Getting jobs metadata using INFORMATION_SCHEMA

INFORMATION_SCHEMA is a series of views that provide access to metadata about datasets, routines, tables, views, jobs, and reservations.

You can query the INFORMATION_SCHEMA.JOBS_BY_* view to retrieve real-time metadata about BigQuery jobs. This view contains currently running jobs, as well as the last 180 days of history of completed jobs.

Required permissions

Retrieving jobs metadata by using INFORMATION_SCHEMA tables requires appropriately-scoped permissions:

  • JOBS_BY_USER requires bigquery.jobs.list for the project and is available to the Project Viewer and BigQuery User roles.
  • JOBS_BY_PROJECT requires bigquery.jobs.listAll for the project and is available to the Project Owner and BigQuery Admin roles.
  • JOBS_BY_ORGANIZATION requires bigquery.jobs.listAll for the organization and is available to the Organization Owner and Organization Admin roles. Note that JOBS_BY_ORGANIZATION is only available to users with defined Google Cloud organizations.

Schema

When you query the INFORMATION_SCHEMA.JOBS_BY_* views, the query results contain one row for each BigQuery job.

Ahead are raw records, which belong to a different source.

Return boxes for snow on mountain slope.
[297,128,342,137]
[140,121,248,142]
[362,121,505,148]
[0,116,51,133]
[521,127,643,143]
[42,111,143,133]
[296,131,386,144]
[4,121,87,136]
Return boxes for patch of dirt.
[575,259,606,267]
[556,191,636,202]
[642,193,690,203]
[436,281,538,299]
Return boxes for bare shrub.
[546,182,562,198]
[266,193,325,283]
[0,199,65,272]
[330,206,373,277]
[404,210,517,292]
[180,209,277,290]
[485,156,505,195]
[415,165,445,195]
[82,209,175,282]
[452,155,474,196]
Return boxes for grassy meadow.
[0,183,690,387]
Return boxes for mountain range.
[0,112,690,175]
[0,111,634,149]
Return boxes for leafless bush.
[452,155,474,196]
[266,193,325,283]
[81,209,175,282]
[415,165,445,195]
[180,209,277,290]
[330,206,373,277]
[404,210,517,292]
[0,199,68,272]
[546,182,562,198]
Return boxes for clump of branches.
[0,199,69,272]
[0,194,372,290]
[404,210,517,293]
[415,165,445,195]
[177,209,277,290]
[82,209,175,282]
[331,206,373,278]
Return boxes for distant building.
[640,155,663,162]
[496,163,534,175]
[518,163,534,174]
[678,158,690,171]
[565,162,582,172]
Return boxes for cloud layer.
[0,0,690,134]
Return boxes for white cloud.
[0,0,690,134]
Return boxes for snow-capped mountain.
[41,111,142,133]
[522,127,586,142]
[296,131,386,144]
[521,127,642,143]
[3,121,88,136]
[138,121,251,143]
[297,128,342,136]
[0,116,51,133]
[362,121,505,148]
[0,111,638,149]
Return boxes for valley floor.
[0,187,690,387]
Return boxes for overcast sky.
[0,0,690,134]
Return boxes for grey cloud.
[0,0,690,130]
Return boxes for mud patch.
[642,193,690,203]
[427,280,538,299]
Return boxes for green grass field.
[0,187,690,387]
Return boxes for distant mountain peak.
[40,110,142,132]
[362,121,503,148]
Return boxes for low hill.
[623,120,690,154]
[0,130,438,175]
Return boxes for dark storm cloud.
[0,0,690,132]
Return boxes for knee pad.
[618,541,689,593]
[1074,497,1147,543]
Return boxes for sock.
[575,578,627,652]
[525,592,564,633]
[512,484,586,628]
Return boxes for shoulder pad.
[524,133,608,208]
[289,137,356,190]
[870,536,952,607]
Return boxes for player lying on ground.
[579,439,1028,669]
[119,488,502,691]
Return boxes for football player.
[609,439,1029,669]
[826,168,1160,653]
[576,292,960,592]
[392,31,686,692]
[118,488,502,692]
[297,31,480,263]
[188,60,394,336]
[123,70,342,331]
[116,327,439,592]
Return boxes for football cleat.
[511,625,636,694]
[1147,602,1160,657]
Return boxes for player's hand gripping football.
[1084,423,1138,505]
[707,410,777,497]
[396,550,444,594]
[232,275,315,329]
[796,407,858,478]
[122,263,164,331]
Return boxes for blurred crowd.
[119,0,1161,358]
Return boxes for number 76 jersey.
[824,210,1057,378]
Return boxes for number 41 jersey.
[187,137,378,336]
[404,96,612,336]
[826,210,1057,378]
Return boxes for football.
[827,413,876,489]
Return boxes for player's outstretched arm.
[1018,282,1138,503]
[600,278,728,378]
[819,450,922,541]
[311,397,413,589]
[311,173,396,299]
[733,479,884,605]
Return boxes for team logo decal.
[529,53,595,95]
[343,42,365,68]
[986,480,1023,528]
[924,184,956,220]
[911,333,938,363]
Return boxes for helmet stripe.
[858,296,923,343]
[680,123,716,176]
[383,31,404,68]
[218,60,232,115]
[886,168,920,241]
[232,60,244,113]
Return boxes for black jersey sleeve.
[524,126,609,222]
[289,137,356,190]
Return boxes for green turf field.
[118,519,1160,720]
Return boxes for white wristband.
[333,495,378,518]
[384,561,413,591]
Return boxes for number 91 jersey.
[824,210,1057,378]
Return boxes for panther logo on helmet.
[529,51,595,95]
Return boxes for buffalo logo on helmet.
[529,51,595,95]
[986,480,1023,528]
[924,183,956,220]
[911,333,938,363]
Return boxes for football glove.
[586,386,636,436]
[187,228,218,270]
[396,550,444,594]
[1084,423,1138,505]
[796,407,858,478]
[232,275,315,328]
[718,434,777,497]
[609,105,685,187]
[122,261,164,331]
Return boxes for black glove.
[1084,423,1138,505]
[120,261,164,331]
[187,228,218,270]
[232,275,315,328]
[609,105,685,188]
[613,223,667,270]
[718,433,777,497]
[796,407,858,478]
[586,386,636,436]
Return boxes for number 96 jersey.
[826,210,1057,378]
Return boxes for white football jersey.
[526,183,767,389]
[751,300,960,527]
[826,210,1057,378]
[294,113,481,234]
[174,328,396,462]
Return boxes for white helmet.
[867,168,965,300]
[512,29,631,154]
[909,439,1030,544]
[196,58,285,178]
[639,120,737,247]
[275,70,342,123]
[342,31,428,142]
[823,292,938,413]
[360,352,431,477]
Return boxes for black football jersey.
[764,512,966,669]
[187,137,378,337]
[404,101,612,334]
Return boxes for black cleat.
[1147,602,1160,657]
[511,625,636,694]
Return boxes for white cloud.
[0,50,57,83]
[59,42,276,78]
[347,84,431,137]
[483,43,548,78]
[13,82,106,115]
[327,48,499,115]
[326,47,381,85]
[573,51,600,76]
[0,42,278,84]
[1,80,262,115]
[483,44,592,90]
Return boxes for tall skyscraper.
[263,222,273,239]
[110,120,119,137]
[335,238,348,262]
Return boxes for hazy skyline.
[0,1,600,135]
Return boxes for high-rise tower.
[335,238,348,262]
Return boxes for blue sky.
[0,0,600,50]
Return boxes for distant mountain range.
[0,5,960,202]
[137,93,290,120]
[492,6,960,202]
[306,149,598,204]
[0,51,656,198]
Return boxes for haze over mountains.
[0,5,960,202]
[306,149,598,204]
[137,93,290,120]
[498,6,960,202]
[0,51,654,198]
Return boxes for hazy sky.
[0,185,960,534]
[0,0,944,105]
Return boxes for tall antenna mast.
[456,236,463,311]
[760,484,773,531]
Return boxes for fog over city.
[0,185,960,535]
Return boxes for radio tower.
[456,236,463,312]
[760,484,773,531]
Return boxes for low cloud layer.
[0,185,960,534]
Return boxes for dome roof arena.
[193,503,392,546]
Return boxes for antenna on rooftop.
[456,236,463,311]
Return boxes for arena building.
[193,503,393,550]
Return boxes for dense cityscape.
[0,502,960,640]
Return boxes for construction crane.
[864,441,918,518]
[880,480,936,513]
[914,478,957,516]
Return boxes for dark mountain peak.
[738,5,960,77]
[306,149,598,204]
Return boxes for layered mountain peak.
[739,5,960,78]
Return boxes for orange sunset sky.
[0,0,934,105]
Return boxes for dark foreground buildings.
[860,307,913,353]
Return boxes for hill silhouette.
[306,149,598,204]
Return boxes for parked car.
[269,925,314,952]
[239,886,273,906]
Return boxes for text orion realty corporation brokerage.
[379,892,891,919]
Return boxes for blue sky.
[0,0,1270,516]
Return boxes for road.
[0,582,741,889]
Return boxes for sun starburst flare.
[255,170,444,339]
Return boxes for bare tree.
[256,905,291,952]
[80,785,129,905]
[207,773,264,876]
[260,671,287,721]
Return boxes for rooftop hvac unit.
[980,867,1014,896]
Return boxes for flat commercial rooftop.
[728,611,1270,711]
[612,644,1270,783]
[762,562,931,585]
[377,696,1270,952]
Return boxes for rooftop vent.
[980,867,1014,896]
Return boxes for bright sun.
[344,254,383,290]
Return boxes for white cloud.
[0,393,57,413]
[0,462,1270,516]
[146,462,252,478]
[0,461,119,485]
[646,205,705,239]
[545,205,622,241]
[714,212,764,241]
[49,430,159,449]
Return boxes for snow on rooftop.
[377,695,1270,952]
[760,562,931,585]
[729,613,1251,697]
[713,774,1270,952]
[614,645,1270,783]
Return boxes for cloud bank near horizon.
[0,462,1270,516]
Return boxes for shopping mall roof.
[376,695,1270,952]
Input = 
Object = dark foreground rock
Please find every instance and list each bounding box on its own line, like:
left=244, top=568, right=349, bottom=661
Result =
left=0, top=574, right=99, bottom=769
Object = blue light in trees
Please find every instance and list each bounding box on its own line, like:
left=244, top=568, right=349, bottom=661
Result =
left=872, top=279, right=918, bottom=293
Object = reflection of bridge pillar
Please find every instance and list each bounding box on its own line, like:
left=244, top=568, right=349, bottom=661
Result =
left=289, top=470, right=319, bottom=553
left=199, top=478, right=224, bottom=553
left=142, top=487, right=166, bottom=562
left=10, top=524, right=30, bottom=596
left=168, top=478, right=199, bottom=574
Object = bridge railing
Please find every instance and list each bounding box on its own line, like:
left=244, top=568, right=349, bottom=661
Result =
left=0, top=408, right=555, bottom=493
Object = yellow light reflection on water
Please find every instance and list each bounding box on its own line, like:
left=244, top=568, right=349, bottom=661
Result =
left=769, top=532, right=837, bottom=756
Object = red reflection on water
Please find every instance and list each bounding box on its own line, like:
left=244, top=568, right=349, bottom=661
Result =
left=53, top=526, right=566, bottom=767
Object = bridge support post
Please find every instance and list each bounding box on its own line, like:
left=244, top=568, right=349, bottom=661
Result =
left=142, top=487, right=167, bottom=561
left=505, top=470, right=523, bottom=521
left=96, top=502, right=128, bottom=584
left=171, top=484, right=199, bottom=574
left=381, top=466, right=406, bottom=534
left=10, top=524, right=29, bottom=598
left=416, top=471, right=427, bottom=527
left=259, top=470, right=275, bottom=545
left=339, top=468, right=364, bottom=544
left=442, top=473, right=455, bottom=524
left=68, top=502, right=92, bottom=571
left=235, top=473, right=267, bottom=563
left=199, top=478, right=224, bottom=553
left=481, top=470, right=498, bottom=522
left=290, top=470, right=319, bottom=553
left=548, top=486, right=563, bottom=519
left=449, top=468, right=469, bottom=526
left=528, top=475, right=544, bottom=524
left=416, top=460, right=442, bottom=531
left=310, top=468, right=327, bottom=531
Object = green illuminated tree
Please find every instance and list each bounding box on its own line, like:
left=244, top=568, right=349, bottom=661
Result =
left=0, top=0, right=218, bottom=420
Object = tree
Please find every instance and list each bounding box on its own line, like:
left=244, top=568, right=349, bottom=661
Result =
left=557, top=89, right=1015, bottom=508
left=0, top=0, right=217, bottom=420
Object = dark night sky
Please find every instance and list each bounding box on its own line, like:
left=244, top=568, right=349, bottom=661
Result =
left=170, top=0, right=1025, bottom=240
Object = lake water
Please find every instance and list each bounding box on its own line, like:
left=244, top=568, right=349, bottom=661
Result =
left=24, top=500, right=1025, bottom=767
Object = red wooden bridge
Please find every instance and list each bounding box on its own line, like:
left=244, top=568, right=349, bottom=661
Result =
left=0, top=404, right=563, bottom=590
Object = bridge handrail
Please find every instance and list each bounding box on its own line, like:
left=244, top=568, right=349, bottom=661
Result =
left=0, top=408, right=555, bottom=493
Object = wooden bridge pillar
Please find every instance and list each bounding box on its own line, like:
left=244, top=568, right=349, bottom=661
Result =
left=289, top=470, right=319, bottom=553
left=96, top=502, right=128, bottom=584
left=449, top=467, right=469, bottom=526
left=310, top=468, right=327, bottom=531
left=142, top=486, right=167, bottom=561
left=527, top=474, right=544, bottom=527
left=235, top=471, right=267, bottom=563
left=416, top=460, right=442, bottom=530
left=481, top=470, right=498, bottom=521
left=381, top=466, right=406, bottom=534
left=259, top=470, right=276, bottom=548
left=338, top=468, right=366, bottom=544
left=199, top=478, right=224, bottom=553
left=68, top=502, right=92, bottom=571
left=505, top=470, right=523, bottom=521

  • INFORMATION_SCHEMA.JOBS_BY_USER returns only the jobs submitted by the current user in the current project.
  • INFORMATION_SCHEMA.JOBS_BY_PROJECT returns all jobs submitted in the current project.
  • INFORMATION_SCHEMA.JOBS_BY_ORGANIZATION returns all jobs submitted in the organization that is associated with the current project.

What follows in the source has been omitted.